WT and Itga1−/− mice were infected with HSV-KOS.
(A and B) WT and Itga1−/− HSV-gB/Kb CD8+ T cells differentiate comparably following HSV infection. (A) Proportion of HSV-gB/Kb CD8+ T cells expressing CD44, KLRG1, and CD62L in spleen, DLN, and skin 7 days post-infection. Median, IQR. (B) Left panel: frequency of HSV-gB/Kb CD8+ T cells expressing granzyme B+ in spleen and skin 7 days post-infection. Right panel: granzyme B geometric mean fluorescence intensity gated on CD44hi HSV-gB/Kb CD8+ granzyme B+ T cells. Median, IQR.
(C) Left panel: frequency of IFN-γ+ among total CD8+ T cells after in vitro re-stimulation of day 9 skin cells or splenocytes with gB(498–505) peptide. Right panel: IFN-γ geometric mean fluorescence intensity gated on CD44hi HSV-gB/Kb CD8+ IFN-γ+ T cells. Median, IQR.

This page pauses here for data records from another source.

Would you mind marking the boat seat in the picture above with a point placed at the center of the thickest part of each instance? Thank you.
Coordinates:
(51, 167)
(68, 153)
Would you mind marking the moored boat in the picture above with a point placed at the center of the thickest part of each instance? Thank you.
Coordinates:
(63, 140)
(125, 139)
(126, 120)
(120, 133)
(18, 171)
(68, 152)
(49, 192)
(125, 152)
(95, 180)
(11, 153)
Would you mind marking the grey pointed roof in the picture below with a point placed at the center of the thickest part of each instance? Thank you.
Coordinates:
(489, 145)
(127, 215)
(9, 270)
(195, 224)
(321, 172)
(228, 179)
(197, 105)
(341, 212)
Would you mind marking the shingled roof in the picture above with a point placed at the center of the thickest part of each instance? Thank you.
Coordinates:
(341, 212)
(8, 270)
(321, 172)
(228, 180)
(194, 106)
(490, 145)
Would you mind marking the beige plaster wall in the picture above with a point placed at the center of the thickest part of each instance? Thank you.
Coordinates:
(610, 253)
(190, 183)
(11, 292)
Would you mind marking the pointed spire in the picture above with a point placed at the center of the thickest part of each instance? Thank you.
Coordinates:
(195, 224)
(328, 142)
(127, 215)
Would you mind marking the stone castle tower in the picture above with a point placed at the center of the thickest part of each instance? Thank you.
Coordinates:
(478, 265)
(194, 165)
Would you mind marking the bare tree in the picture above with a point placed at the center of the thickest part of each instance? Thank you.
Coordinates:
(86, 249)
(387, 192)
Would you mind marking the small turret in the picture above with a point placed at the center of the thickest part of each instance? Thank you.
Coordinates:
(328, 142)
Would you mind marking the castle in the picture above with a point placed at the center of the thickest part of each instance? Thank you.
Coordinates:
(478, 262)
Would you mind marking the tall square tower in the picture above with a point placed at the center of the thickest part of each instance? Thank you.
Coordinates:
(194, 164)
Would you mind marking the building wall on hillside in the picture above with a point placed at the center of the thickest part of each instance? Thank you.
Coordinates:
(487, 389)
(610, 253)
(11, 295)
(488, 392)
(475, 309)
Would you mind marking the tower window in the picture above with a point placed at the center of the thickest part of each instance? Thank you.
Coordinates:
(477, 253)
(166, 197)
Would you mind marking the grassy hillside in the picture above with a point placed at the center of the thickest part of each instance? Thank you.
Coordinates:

(D) HSV-gB/Kb CD8+ T cells enter comparably into HSV-infected skin of WT and Itga1−/− mice. Numbers of HSV-gB/Kb T cells recovered from the spleen, DLN, and skin of WT versus Itga1−/− mice 7 days post-infection. Median, IQR.
(E) Both WT and Itga1−/− mice clear replicating HSV. Skin HSV titers 4, 7, 9, and 14 days post-infection. Median, IQR.
(F) HSV-gB/Kb CD8+ T cells migrate into the epidermis of HSV-infected skin of WT and Itga1−/− mice. Numbers of HSV-gB/Kb CD8+ T cells recovered from the epidermis and dermis of WT versus Itga1−/− mice 14 days post-infection. Median, IQR.
Data are compiled from three experiments (A, B left panel, and E) or from two experiments (C left panel, D) or are representative of two experiments (B, C right panel). No significant differences between groups were observed using Mann-Whitney tests.